Figure 5 displays the results of four selected individuals, where the dash lines represent the truth of the underlying growth curve, the bullet dots are simulated values of $θ_{i, j}$ ’s for $j = 1, \dots, T_{i}$ , the star dots correspond to the posterior median estimates of one’s ability, and the solid dash lines indicate the 95% credible band of the estimates. Figure 5(B) and 5(C) show that the true growth curves of fourth and sixth examiners both have a steadily increasing growth curve at the beginning and reach a plateau after half of the study period, whereas our estimated growth curves (star dotted line) capture the trend of the truth (dash lines) very well, and all true values (dash lines) are within the 95% CIs of our estimation (solid lines). For the second and eighth subjects, seen from Figure 5(A) and 5(D), their growth curves are strictly increasing over the study period, and similarly, our proposed method can capture the underlying trend well under these situations.

Figure 5.

The estimation of latent trajectories for the fourth, sixth, seventh, and eighth subjects. (A) Second individual. (B) Fourth individual. (C) Sixth individual. (D) Eighth individual.

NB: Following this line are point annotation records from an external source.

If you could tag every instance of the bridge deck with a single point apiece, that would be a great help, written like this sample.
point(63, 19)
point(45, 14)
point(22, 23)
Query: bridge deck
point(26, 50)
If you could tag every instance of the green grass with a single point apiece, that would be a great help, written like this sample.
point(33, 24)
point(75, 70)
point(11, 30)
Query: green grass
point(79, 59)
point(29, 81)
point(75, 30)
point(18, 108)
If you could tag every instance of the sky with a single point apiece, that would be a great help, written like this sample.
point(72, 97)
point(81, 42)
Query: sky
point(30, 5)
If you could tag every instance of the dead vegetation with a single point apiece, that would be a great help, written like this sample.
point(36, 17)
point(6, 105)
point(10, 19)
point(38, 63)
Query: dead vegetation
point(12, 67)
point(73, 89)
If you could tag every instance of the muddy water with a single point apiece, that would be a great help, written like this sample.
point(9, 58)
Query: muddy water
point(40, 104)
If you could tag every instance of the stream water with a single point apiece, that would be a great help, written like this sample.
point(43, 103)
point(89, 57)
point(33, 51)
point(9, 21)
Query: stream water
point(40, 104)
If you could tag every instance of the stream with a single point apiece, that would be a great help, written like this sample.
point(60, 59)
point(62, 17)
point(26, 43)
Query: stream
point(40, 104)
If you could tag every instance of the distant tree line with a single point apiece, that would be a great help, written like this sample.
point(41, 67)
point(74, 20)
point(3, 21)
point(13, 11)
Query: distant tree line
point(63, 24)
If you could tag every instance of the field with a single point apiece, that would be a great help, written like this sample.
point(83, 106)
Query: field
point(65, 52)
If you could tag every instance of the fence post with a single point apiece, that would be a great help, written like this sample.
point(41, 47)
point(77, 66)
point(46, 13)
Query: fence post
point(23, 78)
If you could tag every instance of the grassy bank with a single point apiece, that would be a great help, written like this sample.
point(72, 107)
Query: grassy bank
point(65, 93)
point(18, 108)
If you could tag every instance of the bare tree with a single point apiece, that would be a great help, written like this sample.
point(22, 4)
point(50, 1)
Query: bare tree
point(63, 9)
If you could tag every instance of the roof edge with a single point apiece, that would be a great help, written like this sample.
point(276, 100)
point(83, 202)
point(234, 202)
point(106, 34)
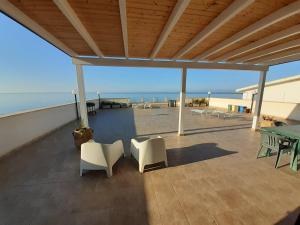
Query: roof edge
point(270, 83)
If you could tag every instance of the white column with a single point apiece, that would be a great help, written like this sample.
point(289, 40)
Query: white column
point(82, 100)
point(259, 98)
point(182, 101)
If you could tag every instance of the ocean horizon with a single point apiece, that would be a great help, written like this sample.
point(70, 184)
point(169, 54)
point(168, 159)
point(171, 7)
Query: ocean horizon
point(16, 102)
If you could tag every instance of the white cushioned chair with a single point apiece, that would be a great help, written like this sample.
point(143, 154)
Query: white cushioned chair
point(96, 156)
point(149, 151)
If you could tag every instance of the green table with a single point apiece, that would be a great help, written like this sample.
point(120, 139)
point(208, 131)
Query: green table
point(292, 132)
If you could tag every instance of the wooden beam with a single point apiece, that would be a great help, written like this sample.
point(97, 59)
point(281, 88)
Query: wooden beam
point(260, 43)
point(123, 15)
point(275, 56)
point(16, 14)
point(285, 59)
point(70, 14)
point(269, 51)
point(273, 18)
point(174, 17)
point(165, 64)
point(236, 7)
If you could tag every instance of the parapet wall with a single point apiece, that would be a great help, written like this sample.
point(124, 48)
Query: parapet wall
point(20, 128)
point(283, 110)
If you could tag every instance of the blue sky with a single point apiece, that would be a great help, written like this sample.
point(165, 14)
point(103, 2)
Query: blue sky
point(29, 64)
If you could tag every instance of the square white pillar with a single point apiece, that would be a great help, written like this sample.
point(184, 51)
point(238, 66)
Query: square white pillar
point(82, 99)
point(182, 101)
point(259, 99)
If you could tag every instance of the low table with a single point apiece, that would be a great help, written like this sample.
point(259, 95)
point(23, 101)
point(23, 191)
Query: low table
point(292, 132)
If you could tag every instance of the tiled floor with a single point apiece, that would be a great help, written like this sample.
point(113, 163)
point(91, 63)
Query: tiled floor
point(213, 178)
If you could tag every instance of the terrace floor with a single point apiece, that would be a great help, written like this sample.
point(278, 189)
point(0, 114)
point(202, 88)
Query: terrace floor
point(213, 178)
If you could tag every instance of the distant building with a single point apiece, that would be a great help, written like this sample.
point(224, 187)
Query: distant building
point(281, 90)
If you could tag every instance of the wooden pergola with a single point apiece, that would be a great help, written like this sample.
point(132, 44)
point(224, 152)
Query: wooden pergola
point(204, 34)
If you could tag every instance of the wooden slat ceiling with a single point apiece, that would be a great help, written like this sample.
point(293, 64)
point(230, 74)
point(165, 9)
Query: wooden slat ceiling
point(147, 18)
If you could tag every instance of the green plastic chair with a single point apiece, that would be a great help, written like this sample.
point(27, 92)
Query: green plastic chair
point(274, 143)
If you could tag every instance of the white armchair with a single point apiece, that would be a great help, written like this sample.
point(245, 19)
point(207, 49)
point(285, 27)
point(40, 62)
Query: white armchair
point(149, 151)
point(95, 156)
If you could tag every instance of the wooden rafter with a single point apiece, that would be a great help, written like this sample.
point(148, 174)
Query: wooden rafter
point(174, 17)
point(123, 15)
point(260, 43)
point(269, 51)
point(236, 7)
point(273, 18)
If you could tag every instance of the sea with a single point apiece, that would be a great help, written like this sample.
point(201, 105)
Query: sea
point(16, 102)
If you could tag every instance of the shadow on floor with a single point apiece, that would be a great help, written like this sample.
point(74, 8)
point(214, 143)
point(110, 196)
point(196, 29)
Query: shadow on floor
point(195, 153)
point(202, 130)
point(292, 218)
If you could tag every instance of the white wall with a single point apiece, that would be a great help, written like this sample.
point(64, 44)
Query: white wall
point(224, 102)
point(20, 128)
point(278, 109)
point(285, 92)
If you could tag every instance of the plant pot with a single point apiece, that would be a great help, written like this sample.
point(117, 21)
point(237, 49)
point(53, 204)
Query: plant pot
point(82, 135)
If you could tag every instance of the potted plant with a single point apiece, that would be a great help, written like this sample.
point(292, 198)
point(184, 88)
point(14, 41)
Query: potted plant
point(82, 135)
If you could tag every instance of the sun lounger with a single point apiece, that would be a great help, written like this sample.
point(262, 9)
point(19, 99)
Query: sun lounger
point(202, 111)
point(233, 115)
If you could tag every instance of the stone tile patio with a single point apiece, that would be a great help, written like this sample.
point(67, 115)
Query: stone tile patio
point(213, 178)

In addition, we calculate the posterior estimates of all other unknowns. The posterior median of $ϕ^{- 1 / 2}$ is 0.0539, with the 95% CI being [0.0471, 0.0610], which includes its true value 0.05. The posterior median as well as 95% CIs of $τ_{i}$ ’s, $β_{i,0}$ ’s, and $β_{i,1}$ ’s are displayed in Figures 6 and 7, where we can see that the true-simulated values of $τ_{i}$ ’s are all inside their corresponding 95% CIs. Notice that in the logistic curve simulations, the true values of $β_{i,0}$ ’s and $β_{i,1}$ ’s are unknown, and thus, we are not able to compare the truth relative to the corresponding 95% CIs for $β_{i,0}$ ’s and $β_{i,1}$ ’s.

Figure 6.

Posterior median and 95% CIs of $τ_{i}$ ’s in logistic curve simulation.

Figure 7.

Posterior median and 95% CIs of $β_{i, 0}$ ’s and $β_{i, 1}$ ’s in logistic curve simulation.

5. Application to EdSphere Data

Since our approach has been successfully applied to estimate the trend of $f_{i} (\cdot)$ from simulated data and recovered the true values of parameters well, we will employ our two-level hierarchical models to the EdSphere data. Due to the limitation of our computer’s RAM (8 GB), a sample of 10 individuals from the EdSphere database was randomly chosen for illustration purpose. The characteristics of the individuals are described in online Appendix B. There are two goals for the analysis of EdSphere data sets. One is to assess the appropriateness of the local independence assumption for this type of data, and the other is to understand the growth in ability of students, by retrospectively producing the estimated growth trajectories of their latent abilities, incorporating the monotone assumption.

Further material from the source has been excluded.